If, after playing a shot, you think your ball may be lost (outside a water hazard) or out of bounds you should play a provisional ball. You must state that it is a provisional ball and play it before you go forward to search for the original ball.
If the original ball is lost (other than in a water hazard) or is out of bounds, you must continue with the provisional ball, under penalty of one stroke. If the original ball is found in bounds, you must continue play of the hole with it, and must stop playing the provisional ball. 


A player does not have to search for their ball if it is not visible and they choose not to play it. However, if someone finds a ball that is believed to be the player’s original ball before they have played their provisional ball from a point nearer to the hole than where it is thought that the original ball may be, then the player must identify it and if it is their original ball must continue play with it. In stroke play, it is considered good etiquette for a fellow competitor NOT to search for a ball that the player wishes to abandon, but in match play an opponent may choose to search for it if they consider that it is to their advantage to find it.”

Rules of Golf – Hazards & The Difference Between Yellow Stakes and Red Stakes

This new section, prepared by our unofficial “Rules Secretary” Mr Allan McNicoll, highlights some specific rules of golf with some simple explanations to those new to the game or to those that have perhaps forgotten.

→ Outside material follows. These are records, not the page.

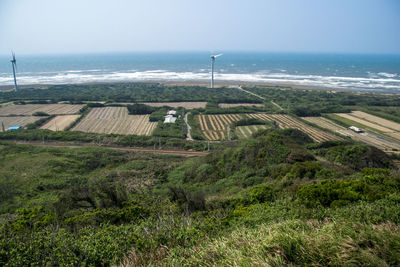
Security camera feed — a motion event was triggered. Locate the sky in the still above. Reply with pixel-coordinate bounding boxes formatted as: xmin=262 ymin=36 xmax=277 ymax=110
xmin=0 ymin=0 xmax=400 ymax=55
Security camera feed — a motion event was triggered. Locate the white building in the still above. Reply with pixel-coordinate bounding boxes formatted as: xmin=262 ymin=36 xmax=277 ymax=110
xmin=164 ymin=115 xmax=176 ymax=123
xmin=349 ymin=126 xmax=363 ymax=133
xmin=167 ymin=110 xmax=176 ymax=117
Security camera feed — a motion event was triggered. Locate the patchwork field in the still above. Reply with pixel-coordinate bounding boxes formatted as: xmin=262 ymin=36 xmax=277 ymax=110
xmin=72 ymin=107 xmax=157 ymax=135
xmin=302 ymin=117 xmax=400 ymax=150
xmin=0 ymin=104 xmax=84 ymax=116
xmin=141 ymin=102 xmax=207 ymax=109
xmin=336 ymin=111 xmax=400 ymax=140
xmin=40 ymin=115 xmax=80 ymax=131
xmin=198 ymin=114 xmax=243 ymax=140
xmin=302 ymin=117 xmax=356 ymax=137
xmin=0 ymin=116 xmax=41 ymax=131
xmin=218 ymin=103 xmax=264 ymax=108
xmin=235 ymin=125 xmax=267 ymax=139
xmin=247 ymin=113 xmax=340 ymax=142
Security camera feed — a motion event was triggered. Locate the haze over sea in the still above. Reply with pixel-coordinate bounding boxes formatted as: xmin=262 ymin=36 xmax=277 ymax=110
xmin=0 ymin=52 xmax=400 ymax=93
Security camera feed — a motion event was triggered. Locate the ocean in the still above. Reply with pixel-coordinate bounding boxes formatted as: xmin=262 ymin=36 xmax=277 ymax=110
xmin=0 ymin=51 xmax=400 ymax=93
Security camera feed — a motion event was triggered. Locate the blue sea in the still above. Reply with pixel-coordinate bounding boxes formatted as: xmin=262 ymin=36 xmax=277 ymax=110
xmin=0 ymin=51 xmax=400 ymax=93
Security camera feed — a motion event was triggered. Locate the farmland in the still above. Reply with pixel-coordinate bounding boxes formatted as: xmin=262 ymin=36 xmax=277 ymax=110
xmin=198 ymin=114 xmax=243 ymax=140
xmin=0 ymin=116 xmax=40 ymax=131
xmin=0 ymin=104 xmax=84 ymax=116
xmin=218 ymin=103 xmax=264 ymax=108
xmin=40 ymin=115 xmax=80 ymax=131
xmin=247 ymin=113 xmax=340 ymax=142
xmin=336 ymin=111 xmax=400 ymax=140
xmin=302 ymin=117 xmax=400 ymax=150
xmin=235 ymin=125 xmax=267 ymax=139
xmin=141 ymin=102 xmax=207 ymax=109
xmin=72 ymin=107 xmax=157 ymax=135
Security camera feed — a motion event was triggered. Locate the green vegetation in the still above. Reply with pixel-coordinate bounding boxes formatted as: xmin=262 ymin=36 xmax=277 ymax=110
xmin=245 ymin=86 xmax=400 ymax=116
xmin=150 ymin=108 xmax=187 ymax=138
xmin=0 ymin=129 xmax=208 ymax=151
xmin=0 ymin=83 xmax=260 ymax=103
xmin=25 ymin=115 xmax=55 ymax=130
xmin=0 ymin=83 xmax=400 ymax=266
xmin=0 ymin=129 xmax=400 ymax=266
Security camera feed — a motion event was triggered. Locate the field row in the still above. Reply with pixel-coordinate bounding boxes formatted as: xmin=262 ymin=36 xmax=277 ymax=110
xmin=247 ymin=113 xmax=340 ymax=142
xmin=336 ymin=111 xmax=400 ymax=140
xmin=198 ymin=114 xmax=243 ymax=140
xmin=40 ymin=115 xmax=80 ymax=131
xmin=218 ymin=103 xmax=264 ymax=108
xmin=86 ymin=107 xmax=129 ymax=119
xmin=72 ymin=107 xmax=157 ymax=135
xmin=0 ymin=116 xmax=41 ymax=131
xmin=236 ymin=125 xmax=267 ymax=139
xmin=141 ymin=102 xmax=207 ymax=109
xmin=303 ymin=117 xmax=400 ymax=150
xmin=0 ymin=104 xmax=84 ymax=116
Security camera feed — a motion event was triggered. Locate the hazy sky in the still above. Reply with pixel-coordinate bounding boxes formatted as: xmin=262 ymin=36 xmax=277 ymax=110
xmin=0 ymin=0 xmax=400 ymax=54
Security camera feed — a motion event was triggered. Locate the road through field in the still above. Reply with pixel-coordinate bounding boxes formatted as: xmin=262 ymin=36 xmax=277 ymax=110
xmin=15 ymin=141 xmax=209 ymax=157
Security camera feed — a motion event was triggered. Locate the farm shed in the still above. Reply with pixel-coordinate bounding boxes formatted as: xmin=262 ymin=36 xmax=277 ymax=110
xmin=164 ymin=115 xmax=176 ymax=123
xmin=7 ymin=126 xmax=21 ymax=131
xmin=167 ymin=110 xmax=176 ymax=117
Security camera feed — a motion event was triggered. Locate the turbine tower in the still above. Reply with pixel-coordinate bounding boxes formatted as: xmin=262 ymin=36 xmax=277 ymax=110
xmin=211 ymin=54 xmax=222 ymax=88
xmin=10 ymin=52 xmax=18 ymax=92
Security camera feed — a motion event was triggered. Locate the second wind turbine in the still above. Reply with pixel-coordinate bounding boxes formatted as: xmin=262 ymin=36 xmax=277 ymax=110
xmin=211 ymin=54 xmax=222 ymax=88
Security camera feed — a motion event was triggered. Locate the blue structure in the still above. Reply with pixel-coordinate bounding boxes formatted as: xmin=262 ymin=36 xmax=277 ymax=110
xmin=7 ymin=126 xmax=21 ymax=131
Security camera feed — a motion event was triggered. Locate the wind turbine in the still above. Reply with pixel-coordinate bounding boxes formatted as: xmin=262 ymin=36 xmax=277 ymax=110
xmin=10 ymin=52 xmax=18 ymax=92
xmin=211 ymin=54 xmax=222 ymax=88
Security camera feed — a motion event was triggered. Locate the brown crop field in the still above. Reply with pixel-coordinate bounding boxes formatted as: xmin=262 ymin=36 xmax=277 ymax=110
xmin=235 ymin=125 xmax=267 ymax=139
xmin=72 ymin=107 xmax=157 ymax=135
xmin=40 ymin=115 xmax=80 ymax=131
xmin=0 ymin=116 xmax=41 ymax=131
xmin=351 ymin=111 xmax=400 ymax=132
xmin=141 ymin=102 xmax=207 ymax=109
xmin=247 ymin=113 xmax=340 ymax=142
xmin=302 ymin=117 xmax=355 ymax=137
xmin=218 ymin=103 xmax=264 ymax=108
xmin=0 ymin=104 xmax=84 ymax=116
xmin=336 ymin=111 xmax=400 ymax=140
xmin=198 ymin=114 xmax=243 ymax=140
xmin=302 ymin=117 xmax=400 ymax=150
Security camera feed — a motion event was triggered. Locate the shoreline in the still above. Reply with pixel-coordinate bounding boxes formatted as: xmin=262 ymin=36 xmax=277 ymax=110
xmin=0 ymin=79 xmax=400 ymax=95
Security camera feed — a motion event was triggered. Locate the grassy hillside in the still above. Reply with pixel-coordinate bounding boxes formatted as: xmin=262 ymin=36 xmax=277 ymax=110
xmin=0 ymin=129 xmax=400 ymax=266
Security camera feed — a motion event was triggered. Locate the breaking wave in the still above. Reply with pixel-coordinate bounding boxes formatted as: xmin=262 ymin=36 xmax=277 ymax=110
xmin=0 ymin=69 xmax=400 ymax=92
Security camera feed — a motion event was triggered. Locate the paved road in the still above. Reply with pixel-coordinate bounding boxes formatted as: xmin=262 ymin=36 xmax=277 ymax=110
xmin=271 ymin=100 xmax=283 ymax=110
xmin=16 ymin=141 xmax=209 ymax=157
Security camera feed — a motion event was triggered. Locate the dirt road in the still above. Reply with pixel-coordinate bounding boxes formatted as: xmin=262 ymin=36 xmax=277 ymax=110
xmin=15 ymin=141 xmax=209 ymax=157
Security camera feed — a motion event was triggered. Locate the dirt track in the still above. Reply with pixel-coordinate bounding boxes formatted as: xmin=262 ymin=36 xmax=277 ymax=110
xmin=15 ymin=141 xmax=209 ymax=157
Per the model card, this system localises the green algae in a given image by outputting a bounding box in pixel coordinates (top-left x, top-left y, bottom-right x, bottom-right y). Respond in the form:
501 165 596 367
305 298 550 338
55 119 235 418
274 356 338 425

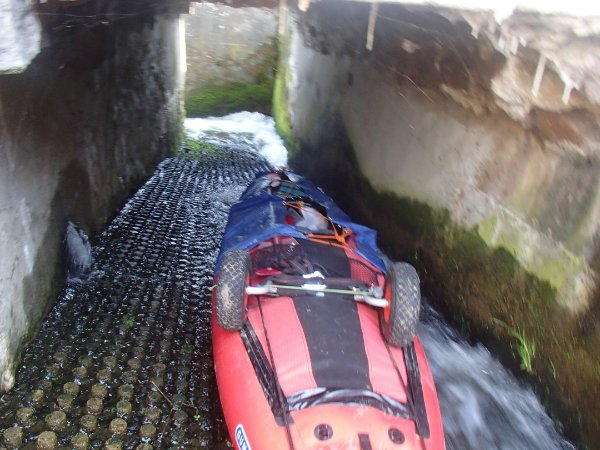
273 37 300 158
291 121 600 447
185 80 273 117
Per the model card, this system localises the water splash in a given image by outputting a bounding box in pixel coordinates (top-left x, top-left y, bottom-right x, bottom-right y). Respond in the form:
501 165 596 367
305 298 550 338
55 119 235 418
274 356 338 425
419 306 575 450
65 222 94 282
185 111 287 167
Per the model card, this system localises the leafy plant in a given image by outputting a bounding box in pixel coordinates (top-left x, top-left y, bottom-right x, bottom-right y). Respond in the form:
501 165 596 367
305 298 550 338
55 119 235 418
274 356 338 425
494 318 535 373
123 314 135 328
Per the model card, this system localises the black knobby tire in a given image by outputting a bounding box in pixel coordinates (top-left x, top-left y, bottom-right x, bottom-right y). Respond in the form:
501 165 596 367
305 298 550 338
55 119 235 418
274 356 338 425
381 262 421 347
216 249 250 331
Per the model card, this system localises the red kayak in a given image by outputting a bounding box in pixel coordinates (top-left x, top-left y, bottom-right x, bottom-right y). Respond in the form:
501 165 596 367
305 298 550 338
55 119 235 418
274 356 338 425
213 172 444 450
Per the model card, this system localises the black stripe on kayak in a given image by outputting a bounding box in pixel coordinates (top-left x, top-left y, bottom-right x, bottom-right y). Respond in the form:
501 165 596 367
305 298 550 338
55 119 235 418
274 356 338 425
240 322 291 426
404 343 430 438
358 433 373 450
294 240 371 389
287 388 414 420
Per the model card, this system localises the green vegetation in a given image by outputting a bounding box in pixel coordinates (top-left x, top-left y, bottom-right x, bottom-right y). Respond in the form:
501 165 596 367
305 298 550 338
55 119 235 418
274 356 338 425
292 127 600 448
185 81 273 117
273 38 300 157
123 314 135 328
179 135 220 159
494 319 536 377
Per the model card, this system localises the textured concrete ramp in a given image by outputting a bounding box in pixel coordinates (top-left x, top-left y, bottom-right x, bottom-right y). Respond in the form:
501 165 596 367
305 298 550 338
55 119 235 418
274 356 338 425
0 150 268 449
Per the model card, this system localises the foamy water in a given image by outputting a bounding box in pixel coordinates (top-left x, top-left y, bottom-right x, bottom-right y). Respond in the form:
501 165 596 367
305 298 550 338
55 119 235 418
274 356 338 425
185 111 287 168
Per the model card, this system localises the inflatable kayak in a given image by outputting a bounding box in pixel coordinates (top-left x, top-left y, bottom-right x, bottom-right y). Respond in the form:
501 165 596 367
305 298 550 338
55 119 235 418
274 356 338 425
212 172 444 450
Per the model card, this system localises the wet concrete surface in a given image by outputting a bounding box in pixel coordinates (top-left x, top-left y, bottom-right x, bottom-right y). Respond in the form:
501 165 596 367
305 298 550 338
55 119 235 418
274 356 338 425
0 149 268 449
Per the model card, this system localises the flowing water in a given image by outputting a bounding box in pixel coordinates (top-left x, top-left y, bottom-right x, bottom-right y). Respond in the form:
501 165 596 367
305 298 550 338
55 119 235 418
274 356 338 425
0 113 573 450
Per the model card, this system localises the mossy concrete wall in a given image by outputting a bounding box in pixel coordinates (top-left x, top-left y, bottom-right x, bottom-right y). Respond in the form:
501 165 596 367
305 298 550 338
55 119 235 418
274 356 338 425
185 3 278 117
0 2 182 390
274 1 600 446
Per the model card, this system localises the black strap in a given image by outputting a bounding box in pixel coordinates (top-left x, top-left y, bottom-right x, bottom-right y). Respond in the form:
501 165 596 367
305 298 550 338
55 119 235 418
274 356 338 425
257 297 294 450
384 339 429 450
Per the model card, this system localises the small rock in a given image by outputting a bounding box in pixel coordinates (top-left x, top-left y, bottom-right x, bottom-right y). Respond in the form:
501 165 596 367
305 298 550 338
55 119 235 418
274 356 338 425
46 411 67 431
15 408 35 428
117 400 133 417
56 394 75 411
52 352 68 367
4 427 23 448
46 364 60 379
73 367 87 381
127 358 142 370
71 433 90 450
90 383 108 398
108 419 127 436
63 381 79 397
77 355 93 369
29 389 45 405
37 431 58 450
140 423 156 442
173 410 187 427
118 384 133 400
85 397 102 414
135 443 154 450
96 369 112 383
144 406 161 423
146 391 162 406
104 438 123 450
121 370 138 384
79 414 98 432
102 356 117 371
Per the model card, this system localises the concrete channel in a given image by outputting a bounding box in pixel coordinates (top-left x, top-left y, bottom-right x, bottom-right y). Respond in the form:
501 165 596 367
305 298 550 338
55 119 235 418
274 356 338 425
0 149 268 449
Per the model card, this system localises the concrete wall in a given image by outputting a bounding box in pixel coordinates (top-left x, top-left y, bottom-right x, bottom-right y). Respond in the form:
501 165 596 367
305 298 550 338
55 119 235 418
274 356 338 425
185 3 278 115
0 2 181 389
274 1 600 442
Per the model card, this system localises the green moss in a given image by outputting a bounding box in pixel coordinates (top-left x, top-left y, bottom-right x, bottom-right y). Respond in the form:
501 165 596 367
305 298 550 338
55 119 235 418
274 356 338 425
185 80 273 117
178 136 220 159
292 125 600 448
478 210 590 292
273 38 300 157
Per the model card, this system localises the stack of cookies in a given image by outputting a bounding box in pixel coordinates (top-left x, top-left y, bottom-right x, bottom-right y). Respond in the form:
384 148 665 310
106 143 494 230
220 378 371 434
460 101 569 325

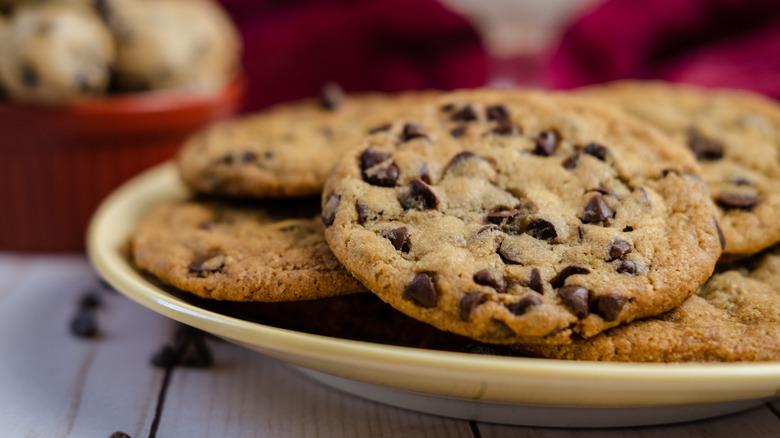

This week we will focus on hazards and the difference between red and yellow stakes ….

Hazards Marked with Yellow Stakes

If you do choose to take relief, the first option that you have is to play your next shot from as close as possible to the point from which you hit your original shot. So, if you were in the middle of the fairway at 150 yards and you hit it in the drink, you can go back to that spot and try to hit the shot again, plus a one-stroke penalty. Thus, if you hit your second shot in the water, you would be hitting your fourth shot from that same spot. This is the less commonly selected choice of the two because it is essentially a stroke and distance penalty The second option for relief from a yellow hazard is usually your best option, but is also the most misunderstood choice as well. The other way to take relief from a yellow hazard is to mark the point that the ball crossed the hazard and then draw a line between that point and the flag. You may drop your ball at any point on that line. Essentially, you can go back, keeping the point where your ball crossed the hazard in line with the pin, as far as you choose to go. Please note that you cannot go back on the line of flight that your ball took as it flew into the hazard! That is the most common mistake in this type of relief situation. How your ball got there doesn’t matter. What matters is the point where it crossed the hazard. Those are the two different forms of relief that you may take for a water hazard or any other hazard marked by a yellow stake. 
Hazards Marked with Red Stakes
 Red stakes are used to mark lateral hazards. Because these hazards run parallel to the hole, it is often times impractical to take relief by going behind the hazard as described in the second option of the yellow stakes. So, the rules of golf allow for an additional option for relief if your ball is in a red hazard. That third option is to take relief within two club lengths of where the ball crossed the hazard, no nearer to the pin. This may be down from either side of the red hazard. Just because your ball crossed the hazard on the right side doesn’t mean that you can’t take relief, within two club lengths and equidistant from the hole, on the left side of the same hazard. That third option is the only difference between a hazard marked by red stakes and a hazard marked by yellow stakes.